The Organic Acid Test (OAT) has gained popularity among many functional and alternative health experts in recent years. However, is this popularity justified when it comes to testing neurotransmitter metabolites? Read on to find out.
The Organic Acid Test, popularly known as OAT, measures the levels of organic compounds in urine that are produced in the body as a part of many vital biochemical pathways. It’s used to check for RARE inborn genetic defects of metabolism, most often in newborns.
A defect in a particular pathway can result in either accumulation or lowered levels of its byproducts. Thus, measuring the levels of these markers can help to identify which metabolic process is blocked or compromised.
However, OAT has been increasingly available as a pricy, direct-to-consumer test recommended by many alternative practitioners. In this article, we will break down the science behind testing neurotransmitter metabolites, which are found in the OAT, weighing in on whether they’re worth testing.
The catecholamines – norepinephrine (noradrenaline), epinephrine (adrenaline), and dopamine – are released when the body is under physical or emotional stress. Their metabolites, vanillylmandelic acid (VMA) and homovanillic acid (HVA), also increase as a result.
Proponents of OAT state that HVA and VMA can be elevated due to stress, from lead toxicity, due to the intake of L-DOPA, dopamine, phenylalanine, or tyrosine, or due to Clostridia metabolites. Elevated HVA/VMA is supposedly commonly caused by the by-products of the Clostridia bacteria.

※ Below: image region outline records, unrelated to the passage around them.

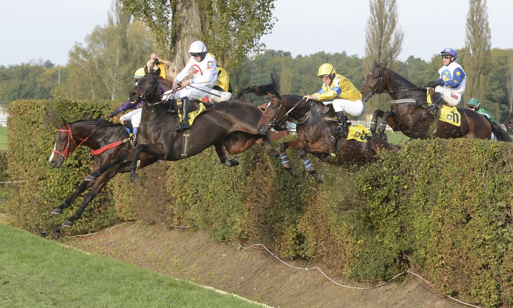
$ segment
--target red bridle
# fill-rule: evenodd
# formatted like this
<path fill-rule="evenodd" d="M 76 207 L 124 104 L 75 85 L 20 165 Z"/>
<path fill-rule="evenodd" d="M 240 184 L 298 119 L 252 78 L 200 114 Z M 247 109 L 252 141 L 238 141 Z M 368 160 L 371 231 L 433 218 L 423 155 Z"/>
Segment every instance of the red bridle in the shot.
<path fill-rule="evenodd" d="M 68 124 L 68 129 L 67 129 L 67 130 L 58 129 L 58 130 L 57 130 L 57 132 L 66 132 L 67 133 L 68 133 L 68 143 L 66 143 L 66 148 L 64 149 L 64 153 L 61 153 L 61 152 L 59 152 L 58 151 L 56 151 L 55 150 L 53 150 L 53 152 L 54 153 L 56 153 L 57 154 L 58 154 L 60 155 L 61 156 L 62 156 L 62 159 L 66 159 L 66 157 L 67 157 L 68 156 L 69 156 L 69 155 L 70 154 L 71 154 L 72 153 L 73 153 L 73 151 L 75 151 L 75 150 L 76 150 L 77 148 L 78 148 L 78 147 L 80 147 L 81 146 L 81 145 L 82 145 L 84 142 L 85 142 L 85 141 L 86 140 L 87 140 L 87 138 L 89 138 L 89 137 L 88 136 L 85 139 L 84 139 L 84 140 L 82 141 L 82 142 L 80 142 L 80 143 L 79 143 L 78 146 L 77 146 L 76 145 L 76 142 L 75 142 L 75 139 L 74 139 L 73 138 L 73 134 L 71 133 L 71 127 L 70 126 L 69 124 Z M 75 145 L 75 148 L 73 149 L 73 150 L 72 150 L 71 151 L 68 152 L 68 151 L 69 150 L 69 145 L 70 145 L 69 141 L 70 141 L 70 140 L 71 140 L 71 141 L 73 141 L 73 144 Z"/>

VMA is the end product of the breakdown of ‘fight-or-flight’ hormones norepinephrine and epinephrine, also known as noradrenaline and adrenaline.
Adrenalin and noradrenalin are produced in the adrenal gland and released into the bloodstream. Their main role is to prepare the body for physical stress – they make the heart beat faster, increase blood pressure, expand the lungs, and increase energy supply by mobilizing energy stores in liver and fat cells .
Significant elevations in VMA levels are found in tumors, such as pheochromocytoma, a tumor of the adrenal gland or neuroblastoma, a nerve tissue cancer that occurs mainly in children [4, 5]. This particular test is, in fact, often used by doctors to detect those kinds of tumors.
Homovanillic acid (HVA) is the breakdown product of the ‘feel-good’ brain chemical dopamine.
Dopamine is most famous for controlling reward-motivated behavior. But it also has many other important roles in humans – it’s involved in movement, memory, attention, learning, sleep, and mood [6, 7, 8].
Abnormal dopamine levels in the brain have been associated with Parkinson’s disease, schizophrenia, and ADHD .
Dopamine is produced in the brain, but large amounts are also made in the adrenal glands, especially in response to stress. That is why the urine levels of HVA don’t reflect the brain (cerebrospinal) dopamine levels .
Studies have found that the following may increase blood and urine HVA:
- Eating dopamine-rich foods such as bananas, and flavonoid-rich foods such as cocoa, tomatoes, onions (quercetin), and tea [11, 12, 13, 14, 15]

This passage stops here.